Ahí, “en la rápida respuesta de bomberos y agricultores”, amén de efectivos aéreos, pudo estar la clave en la contención del fuego. “La rápida actuación ha evitado que las llamas lleguen al pueblo”, aseveró, en una muestra de reconocimiento a la labor emprendida de forma coordinada por profesionales y agricultores. “¡Qué gran trabajo hacen los bomberos! Habría que darles un gran abrazo”, propuso Esther Armijo. “Teníamos el miedo metido en el cuerpo del incendio anterior y ahora nos ha venido esto”, terciaba, a su vez, el concejal Lerga sin olvidar el precedente del año pasado.
A media tarde, el foco de intervención, coordinado desde el campo de fútbol El Pontarrón que mudó su apariencia para acoger el Control de Mando, se centró en las inmediaciones de la zona de la Chantrea. El temor a que las llamas atacasen por ese flanco al pueblo centralizó en ese punto el sistema de densa. “La Chantrea es una zona donde viven personas mayores”, aclaró Iñaki Lerga.
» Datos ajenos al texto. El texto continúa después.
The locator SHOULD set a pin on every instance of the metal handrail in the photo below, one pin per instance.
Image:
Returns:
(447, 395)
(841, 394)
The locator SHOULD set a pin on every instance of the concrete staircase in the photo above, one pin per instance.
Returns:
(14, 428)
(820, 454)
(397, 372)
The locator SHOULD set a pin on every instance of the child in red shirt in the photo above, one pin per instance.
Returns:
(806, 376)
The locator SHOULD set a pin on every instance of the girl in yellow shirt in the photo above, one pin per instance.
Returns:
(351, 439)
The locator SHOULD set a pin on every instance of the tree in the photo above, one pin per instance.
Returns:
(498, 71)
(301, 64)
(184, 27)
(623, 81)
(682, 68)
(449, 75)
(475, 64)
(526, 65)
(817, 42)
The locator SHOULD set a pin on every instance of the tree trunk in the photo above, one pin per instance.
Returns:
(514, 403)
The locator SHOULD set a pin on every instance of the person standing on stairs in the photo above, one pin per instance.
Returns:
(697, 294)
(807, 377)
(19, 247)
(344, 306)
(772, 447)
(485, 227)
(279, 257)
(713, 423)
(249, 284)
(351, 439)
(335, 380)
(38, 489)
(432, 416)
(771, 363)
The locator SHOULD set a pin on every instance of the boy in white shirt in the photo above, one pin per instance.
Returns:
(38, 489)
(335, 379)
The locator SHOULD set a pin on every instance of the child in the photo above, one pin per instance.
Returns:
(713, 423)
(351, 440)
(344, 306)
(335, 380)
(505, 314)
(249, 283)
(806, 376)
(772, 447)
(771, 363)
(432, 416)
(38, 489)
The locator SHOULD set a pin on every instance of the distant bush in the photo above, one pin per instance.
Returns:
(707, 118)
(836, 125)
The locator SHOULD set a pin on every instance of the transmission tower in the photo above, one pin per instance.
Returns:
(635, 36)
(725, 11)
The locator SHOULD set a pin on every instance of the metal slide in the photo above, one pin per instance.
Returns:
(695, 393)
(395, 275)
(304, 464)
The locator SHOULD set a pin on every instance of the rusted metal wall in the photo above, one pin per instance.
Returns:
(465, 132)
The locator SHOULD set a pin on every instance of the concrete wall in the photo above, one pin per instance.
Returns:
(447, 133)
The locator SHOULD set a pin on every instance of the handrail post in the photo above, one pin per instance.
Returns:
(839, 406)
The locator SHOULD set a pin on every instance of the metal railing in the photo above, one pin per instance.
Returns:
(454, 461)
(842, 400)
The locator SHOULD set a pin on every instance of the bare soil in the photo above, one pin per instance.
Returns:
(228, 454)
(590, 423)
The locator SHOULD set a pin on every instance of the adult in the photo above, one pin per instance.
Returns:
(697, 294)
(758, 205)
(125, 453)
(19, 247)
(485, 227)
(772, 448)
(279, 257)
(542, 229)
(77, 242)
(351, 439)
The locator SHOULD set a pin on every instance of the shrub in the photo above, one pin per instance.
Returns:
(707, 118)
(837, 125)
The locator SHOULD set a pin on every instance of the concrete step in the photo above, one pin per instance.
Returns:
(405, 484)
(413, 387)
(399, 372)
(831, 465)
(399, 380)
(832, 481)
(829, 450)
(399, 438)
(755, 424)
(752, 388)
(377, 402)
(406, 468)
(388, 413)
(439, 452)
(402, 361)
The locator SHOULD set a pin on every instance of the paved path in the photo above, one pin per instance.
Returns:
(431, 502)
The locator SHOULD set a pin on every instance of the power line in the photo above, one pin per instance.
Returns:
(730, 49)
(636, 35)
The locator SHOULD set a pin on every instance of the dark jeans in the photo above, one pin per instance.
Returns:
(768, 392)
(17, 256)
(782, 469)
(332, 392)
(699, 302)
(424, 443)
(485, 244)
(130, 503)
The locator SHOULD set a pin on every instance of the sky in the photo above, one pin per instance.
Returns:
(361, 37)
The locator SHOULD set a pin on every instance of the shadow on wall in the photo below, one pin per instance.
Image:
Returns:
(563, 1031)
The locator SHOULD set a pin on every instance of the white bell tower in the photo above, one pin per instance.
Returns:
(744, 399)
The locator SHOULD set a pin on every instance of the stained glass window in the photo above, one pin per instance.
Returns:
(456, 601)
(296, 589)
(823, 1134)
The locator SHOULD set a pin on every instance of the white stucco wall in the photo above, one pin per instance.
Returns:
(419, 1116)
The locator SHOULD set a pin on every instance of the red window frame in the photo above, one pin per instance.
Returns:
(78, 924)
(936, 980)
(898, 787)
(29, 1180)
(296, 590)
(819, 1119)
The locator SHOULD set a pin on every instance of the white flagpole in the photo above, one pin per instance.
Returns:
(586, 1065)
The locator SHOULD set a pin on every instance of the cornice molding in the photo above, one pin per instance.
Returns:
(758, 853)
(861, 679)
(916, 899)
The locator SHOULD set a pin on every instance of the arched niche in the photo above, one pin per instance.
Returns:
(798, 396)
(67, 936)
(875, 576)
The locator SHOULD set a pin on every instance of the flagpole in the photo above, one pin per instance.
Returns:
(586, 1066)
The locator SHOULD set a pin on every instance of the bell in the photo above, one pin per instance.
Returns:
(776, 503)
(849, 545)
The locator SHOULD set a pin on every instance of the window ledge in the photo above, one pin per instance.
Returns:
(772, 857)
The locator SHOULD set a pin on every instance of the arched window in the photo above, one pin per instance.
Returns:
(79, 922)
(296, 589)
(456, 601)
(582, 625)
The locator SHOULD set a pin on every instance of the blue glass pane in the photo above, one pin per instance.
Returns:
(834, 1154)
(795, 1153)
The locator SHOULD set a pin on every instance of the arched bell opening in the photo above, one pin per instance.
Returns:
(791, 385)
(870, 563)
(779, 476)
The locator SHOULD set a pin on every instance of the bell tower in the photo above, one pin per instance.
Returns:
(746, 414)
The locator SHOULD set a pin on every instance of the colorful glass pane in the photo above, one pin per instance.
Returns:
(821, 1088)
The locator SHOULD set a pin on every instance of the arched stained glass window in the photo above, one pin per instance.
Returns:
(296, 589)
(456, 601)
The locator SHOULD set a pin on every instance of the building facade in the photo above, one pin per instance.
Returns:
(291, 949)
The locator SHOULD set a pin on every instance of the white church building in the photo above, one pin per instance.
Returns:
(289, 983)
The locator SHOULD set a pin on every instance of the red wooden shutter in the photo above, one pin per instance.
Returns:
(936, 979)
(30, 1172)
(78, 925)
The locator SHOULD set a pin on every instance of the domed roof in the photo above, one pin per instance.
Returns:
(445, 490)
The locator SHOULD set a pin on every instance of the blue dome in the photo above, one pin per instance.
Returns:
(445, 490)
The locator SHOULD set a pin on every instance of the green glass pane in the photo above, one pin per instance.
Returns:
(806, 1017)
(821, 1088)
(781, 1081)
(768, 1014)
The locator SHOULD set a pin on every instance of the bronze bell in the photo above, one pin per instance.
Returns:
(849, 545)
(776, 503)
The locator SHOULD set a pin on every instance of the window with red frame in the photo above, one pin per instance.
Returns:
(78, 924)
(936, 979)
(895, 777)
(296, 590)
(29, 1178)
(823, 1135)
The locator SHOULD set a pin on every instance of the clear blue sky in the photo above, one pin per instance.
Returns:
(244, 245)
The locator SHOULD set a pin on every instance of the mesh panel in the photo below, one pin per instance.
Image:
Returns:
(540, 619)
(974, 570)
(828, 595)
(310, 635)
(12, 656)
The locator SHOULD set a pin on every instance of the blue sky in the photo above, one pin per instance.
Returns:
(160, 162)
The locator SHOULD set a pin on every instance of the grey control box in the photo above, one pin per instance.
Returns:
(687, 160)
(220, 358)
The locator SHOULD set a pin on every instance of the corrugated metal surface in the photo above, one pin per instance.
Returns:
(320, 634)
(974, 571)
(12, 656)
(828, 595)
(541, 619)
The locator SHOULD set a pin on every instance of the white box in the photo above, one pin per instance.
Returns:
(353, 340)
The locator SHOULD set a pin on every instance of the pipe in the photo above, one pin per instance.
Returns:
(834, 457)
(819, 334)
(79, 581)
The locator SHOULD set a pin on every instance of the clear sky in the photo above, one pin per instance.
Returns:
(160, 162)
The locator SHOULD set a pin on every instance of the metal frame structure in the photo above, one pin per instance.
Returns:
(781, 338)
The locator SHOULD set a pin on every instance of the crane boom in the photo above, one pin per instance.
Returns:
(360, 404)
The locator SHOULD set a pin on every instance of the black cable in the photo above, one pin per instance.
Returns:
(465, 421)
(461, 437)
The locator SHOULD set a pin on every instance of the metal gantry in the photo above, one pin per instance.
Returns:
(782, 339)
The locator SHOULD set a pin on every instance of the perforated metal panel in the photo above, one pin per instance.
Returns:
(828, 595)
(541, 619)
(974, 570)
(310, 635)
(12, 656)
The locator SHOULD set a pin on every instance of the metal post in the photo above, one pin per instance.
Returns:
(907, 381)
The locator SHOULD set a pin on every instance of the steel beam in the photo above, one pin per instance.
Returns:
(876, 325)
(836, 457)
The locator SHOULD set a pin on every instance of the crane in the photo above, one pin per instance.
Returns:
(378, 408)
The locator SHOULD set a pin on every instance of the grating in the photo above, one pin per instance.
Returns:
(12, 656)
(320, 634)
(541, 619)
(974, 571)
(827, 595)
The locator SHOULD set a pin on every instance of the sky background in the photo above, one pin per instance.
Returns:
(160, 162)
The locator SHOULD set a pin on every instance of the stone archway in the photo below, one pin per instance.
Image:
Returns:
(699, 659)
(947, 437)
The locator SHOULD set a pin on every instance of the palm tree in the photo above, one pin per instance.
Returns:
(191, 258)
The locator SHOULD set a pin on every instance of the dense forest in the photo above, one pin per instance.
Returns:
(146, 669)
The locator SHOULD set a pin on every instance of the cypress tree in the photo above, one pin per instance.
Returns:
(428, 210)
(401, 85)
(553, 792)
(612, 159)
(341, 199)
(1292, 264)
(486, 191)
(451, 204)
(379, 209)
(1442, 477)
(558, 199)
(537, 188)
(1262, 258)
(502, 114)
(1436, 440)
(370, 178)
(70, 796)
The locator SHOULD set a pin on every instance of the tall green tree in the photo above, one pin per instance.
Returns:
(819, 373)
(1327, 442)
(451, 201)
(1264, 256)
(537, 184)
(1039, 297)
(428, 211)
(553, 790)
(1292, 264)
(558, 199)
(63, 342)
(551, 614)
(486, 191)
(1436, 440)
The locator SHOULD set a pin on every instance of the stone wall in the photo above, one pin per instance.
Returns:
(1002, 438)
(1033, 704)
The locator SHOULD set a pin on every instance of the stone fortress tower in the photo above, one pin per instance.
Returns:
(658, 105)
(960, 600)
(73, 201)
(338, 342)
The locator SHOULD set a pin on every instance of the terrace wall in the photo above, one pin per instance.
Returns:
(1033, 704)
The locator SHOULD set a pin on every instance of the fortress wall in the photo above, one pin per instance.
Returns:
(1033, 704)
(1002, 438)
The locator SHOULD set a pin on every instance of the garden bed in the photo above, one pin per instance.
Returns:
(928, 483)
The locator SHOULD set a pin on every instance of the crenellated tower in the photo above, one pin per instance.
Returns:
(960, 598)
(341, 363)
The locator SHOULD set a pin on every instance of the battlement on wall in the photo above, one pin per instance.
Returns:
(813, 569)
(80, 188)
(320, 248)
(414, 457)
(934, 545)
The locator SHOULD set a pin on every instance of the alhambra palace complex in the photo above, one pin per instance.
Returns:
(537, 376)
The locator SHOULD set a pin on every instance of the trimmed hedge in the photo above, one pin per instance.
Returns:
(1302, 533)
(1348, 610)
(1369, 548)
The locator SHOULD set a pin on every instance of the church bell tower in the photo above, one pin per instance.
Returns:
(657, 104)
La eficacia en la utilización de los recursos fue absoluta. La Chantrea logró ahuyentar la amenaza de las llamas. Para entonces, rebasadas las siete de la tarde, Protección Civil se había puesto en contacto con el camping El Molino, situado en la carretera de Larraga, en una vertiente opuesta del núcleo urbano, para proporcionar tranquilidad a sus responsables con un mensaje de ausencia de peligro. Mientras, en la calle seguía instalado el bochorno, pero el estado anímico de los vecinos había mejorado. Podía verse el cielo tras una tarde de desaosiego con una nube negra instalada, de mal presagio y peores consecuencias. “El fuego ha estado cerca”, escuchaba el dueño de un bar de su clientela. Cerca sí, pero, por fortuna, no logró franquear el cerco de Mendigorría.
Este jueves, las piscinas de la localidad estarán cerradas al público ya que serán empleadas para nutrir de agua a las labores de extinción o refresco. Por esto, el Ayuntamiento de Puente la Reina ha invitado a los vecinos de Mendigorría a hacer uso de sus instslaciones.